Deshalb richte ich an Ew. Hochwohlgeboren die ganz ergebenste Bitte, Herrn Lexer solche Durchsicht gestatten zu wollen, oder wenn dies nur mit specieller höherer Erlaubniß geschehen kann, mir gefälligst den Weg bezeichnen zu wollen, den er oder ich für ihn einzuschlagen hätte, um dazu zu gelangen. Nöthigenfalls wäre eine diesseitige Beglaubigung durch das Secretariat der historischen Commission in München oder einer diplomatischen Empfehlung Seitens des königlichen bayerischen Ministeriums unschwer zu erreichen, doch hoffe ich durch Ihre Güte, solcher weitläufigen und zeitraubenden Umwege überhoben zu werden.

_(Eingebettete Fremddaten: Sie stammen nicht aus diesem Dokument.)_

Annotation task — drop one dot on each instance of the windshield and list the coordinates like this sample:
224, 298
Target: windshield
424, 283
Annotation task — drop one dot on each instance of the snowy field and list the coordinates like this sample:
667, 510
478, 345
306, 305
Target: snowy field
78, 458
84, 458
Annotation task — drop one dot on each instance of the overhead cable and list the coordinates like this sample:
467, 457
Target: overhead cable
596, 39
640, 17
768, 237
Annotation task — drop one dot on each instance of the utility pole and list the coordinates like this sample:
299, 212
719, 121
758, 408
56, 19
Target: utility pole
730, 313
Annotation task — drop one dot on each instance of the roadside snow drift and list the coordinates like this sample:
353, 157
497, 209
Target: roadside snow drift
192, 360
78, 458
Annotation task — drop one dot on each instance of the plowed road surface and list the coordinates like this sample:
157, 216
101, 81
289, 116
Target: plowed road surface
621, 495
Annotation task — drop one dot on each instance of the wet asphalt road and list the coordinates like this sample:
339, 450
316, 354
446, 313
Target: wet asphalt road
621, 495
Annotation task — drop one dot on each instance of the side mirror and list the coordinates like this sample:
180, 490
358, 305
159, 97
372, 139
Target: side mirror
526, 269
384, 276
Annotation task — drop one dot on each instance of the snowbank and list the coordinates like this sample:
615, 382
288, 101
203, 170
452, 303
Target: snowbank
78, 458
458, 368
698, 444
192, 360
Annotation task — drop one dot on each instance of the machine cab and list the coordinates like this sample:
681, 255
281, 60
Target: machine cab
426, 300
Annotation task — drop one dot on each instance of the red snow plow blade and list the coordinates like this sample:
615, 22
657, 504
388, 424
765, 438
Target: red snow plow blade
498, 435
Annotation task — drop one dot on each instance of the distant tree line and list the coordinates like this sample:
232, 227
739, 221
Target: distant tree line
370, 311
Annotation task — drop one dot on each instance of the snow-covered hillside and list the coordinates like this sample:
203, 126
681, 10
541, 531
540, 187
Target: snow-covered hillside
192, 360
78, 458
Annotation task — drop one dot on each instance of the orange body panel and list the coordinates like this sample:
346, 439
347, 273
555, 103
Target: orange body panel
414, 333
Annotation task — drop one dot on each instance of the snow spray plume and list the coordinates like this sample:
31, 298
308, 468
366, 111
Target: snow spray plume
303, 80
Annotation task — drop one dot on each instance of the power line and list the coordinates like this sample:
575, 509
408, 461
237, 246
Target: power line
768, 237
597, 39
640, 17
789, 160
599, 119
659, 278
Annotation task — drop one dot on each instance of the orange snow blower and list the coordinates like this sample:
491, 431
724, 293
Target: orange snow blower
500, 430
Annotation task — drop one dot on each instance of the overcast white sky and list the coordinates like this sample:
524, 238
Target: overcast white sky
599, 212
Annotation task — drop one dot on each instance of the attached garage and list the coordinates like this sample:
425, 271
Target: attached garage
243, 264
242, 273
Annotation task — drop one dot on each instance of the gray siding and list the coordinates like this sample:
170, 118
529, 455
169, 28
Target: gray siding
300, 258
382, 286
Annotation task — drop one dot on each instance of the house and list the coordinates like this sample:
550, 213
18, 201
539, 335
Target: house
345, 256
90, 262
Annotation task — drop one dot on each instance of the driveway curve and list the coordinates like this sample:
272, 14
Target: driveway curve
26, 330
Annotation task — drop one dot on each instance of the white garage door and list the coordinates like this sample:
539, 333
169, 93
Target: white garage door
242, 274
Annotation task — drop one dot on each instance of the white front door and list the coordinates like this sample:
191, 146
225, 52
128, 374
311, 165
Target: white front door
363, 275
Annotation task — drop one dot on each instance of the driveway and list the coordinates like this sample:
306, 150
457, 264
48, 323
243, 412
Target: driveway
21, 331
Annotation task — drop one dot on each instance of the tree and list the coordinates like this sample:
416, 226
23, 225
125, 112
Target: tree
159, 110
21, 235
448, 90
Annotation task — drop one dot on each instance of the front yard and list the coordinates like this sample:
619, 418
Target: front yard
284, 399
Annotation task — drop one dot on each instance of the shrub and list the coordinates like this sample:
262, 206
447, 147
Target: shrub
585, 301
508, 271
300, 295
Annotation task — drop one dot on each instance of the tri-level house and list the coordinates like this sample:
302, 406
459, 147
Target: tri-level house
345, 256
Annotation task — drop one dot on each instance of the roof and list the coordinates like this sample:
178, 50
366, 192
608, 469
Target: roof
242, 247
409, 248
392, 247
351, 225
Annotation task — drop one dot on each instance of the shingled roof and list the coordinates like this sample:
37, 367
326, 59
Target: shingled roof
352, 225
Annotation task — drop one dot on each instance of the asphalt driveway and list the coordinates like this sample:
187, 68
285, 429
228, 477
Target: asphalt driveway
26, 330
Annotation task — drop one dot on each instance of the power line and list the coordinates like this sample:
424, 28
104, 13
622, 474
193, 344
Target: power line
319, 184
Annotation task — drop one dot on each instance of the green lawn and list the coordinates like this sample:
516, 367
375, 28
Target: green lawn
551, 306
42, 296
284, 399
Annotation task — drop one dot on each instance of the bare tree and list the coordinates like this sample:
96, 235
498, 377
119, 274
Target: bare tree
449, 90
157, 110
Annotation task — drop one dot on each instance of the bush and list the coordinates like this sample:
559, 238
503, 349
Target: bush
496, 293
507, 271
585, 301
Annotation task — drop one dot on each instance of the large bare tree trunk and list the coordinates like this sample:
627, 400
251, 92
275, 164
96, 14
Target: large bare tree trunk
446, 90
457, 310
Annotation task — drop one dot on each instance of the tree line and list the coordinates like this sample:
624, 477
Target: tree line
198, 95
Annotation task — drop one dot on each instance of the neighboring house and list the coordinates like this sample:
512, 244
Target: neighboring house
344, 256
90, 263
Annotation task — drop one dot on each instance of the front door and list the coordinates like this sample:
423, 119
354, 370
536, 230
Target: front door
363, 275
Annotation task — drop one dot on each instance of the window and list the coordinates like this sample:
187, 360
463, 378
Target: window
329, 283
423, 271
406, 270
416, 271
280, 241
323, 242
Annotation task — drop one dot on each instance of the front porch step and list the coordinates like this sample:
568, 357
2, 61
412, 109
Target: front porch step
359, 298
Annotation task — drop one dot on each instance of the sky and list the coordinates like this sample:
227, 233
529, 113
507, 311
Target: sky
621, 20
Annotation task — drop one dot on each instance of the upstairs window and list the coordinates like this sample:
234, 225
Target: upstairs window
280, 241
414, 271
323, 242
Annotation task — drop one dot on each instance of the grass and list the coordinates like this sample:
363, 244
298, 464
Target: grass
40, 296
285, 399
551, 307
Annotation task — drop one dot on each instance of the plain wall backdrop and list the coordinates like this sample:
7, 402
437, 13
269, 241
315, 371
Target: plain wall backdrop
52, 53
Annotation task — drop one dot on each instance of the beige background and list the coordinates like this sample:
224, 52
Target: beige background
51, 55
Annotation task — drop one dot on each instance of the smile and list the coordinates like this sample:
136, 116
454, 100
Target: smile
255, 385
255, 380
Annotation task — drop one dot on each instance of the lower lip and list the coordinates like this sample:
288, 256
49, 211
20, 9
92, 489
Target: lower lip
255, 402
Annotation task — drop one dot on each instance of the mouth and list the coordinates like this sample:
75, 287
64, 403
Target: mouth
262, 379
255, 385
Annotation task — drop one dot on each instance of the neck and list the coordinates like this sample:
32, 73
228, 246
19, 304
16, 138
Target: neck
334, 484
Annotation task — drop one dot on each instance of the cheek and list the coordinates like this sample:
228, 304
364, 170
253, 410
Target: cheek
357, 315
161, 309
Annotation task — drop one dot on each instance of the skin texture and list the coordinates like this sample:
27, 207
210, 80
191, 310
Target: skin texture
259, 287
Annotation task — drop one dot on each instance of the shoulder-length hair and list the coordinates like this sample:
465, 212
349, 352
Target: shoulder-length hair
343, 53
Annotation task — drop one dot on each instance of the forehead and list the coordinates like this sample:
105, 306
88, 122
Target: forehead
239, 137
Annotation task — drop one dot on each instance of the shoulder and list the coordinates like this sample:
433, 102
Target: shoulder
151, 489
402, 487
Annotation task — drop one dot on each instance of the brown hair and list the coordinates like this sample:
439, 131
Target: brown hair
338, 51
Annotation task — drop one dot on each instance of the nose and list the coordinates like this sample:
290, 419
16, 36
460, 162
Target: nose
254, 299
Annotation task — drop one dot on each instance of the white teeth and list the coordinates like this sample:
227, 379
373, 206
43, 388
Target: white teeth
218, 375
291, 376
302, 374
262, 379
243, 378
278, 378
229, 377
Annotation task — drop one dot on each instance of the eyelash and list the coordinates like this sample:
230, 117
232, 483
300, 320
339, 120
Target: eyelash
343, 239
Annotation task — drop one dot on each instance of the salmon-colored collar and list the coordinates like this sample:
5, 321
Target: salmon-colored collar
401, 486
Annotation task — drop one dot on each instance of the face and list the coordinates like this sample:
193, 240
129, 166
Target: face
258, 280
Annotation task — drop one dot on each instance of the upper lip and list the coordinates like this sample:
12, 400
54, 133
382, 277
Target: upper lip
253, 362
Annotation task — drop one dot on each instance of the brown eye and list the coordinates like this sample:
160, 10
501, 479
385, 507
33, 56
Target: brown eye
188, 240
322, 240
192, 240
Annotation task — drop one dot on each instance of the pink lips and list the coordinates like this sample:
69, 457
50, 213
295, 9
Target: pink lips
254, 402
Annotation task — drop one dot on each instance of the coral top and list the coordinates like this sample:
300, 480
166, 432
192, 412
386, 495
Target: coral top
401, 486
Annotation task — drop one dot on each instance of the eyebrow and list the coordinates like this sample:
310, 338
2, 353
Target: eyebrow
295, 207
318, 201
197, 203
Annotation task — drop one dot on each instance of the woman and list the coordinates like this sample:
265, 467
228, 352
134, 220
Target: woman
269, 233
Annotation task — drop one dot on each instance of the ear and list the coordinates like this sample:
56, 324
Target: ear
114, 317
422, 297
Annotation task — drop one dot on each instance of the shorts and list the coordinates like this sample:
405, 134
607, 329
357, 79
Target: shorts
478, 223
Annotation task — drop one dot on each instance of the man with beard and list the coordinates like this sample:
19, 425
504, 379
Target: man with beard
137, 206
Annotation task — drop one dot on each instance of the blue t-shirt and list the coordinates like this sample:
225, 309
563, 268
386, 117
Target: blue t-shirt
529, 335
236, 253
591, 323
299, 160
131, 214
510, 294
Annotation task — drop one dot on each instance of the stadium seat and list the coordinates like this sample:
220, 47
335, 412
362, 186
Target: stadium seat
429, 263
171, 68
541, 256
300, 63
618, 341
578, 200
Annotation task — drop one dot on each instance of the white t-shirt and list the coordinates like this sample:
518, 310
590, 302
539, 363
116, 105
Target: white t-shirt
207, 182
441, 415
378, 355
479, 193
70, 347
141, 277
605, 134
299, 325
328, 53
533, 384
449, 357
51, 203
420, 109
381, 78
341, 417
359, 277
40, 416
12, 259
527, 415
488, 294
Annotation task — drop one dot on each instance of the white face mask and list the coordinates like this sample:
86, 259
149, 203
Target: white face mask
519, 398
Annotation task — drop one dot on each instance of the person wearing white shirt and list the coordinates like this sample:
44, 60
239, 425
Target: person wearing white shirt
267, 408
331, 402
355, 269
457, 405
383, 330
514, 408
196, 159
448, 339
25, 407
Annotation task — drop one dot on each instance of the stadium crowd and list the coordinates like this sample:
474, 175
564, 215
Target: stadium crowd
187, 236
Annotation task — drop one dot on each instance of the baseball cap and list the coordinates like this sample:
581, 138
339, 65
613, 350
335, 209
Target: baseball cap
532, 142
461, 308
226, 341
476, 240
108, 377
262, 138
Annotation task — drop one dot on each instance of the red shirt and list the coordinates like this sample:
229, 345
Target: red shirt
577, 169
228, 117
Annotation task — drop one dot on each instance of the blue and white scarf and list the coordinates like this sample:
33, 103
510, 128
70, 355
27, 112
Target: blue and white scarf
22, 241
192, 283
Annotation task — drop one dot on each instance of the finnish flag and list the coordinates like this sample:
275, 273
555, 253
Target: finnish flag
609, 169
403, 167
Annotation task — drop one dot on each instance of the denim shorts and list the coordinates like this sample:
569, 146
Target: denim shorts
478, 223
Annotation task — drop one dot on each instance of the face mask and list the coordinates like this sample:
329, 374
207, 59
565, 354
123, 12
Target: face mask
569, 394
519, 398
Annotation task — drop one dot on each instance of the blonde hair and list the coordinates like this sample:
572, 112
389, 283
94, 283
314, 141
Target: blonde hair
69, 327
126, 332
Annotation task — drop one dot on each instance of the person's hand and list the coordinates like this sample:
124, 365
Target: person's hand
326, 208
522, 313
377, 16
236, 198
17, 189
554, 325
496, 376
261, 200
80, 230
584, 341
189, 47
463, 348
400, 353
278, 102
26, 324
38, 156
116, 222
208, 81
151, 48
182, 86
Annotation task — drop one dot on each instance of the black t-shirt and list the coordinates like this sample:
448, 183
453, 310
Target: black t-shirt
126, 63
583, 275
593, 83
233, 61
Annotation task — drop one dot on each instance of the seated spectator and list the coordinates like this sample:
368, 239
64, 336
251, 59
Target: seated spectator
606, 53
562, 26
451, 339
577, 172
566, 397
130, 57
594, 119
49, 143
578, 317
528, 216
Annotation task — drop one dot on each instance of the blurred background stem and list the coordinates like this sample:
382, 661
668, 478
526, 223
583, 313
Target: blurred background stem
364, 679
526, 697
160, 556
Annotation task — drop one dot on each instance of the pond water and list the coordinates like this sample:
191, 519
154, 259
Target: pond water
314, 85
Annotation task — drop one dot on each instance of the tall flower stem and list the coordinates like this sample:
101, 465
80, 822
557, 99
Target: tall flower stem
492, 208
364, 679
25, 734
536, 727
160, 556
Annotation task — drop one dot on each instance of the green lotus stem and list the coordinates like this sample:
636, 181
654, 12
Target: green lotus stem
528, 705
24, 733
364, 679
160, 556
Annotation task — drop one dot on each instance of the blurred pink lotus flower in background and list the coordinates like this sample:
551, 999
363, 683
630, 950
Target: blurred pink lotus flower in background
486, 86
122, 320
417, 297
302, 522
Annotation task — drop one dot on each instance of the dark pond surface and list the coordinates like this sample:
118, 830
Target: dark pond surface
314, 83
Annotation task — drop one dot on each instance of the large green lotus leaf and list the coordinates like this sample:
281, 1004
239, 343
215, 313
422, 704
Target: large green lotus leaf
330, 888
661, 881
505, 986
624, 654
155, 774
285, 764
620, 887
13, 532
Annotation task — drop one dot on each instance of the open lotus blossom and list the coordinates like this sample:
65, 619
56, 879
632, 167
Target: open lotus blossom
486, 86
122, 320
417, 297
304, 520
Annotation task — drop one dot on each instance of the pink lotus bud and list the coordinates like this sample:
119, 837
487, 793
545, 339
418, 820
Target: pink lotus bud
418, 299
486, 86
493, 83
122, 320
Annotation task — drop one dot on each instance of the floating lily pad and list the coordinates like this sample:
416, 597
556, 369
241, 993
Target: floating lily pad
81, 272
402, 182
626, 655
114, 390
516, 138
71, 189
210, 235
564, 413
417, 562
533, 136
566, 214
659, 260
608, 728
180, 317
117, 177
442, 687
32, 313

Herr Dr. Rößler, der sich um unsere Universitätsbibliothek und Kupferstichsammlung sehr verdient macht, trägt mir auf Ew. Hochwohlgeboren seine Grüße zu bringen, der ich in vorzüglicher Hochachtung die Ehre habe zu unterzeichnen als

Ew Hochwohlgeboren
ganz ergebenster
Professor D. Hegel
an der Universität Erlangen.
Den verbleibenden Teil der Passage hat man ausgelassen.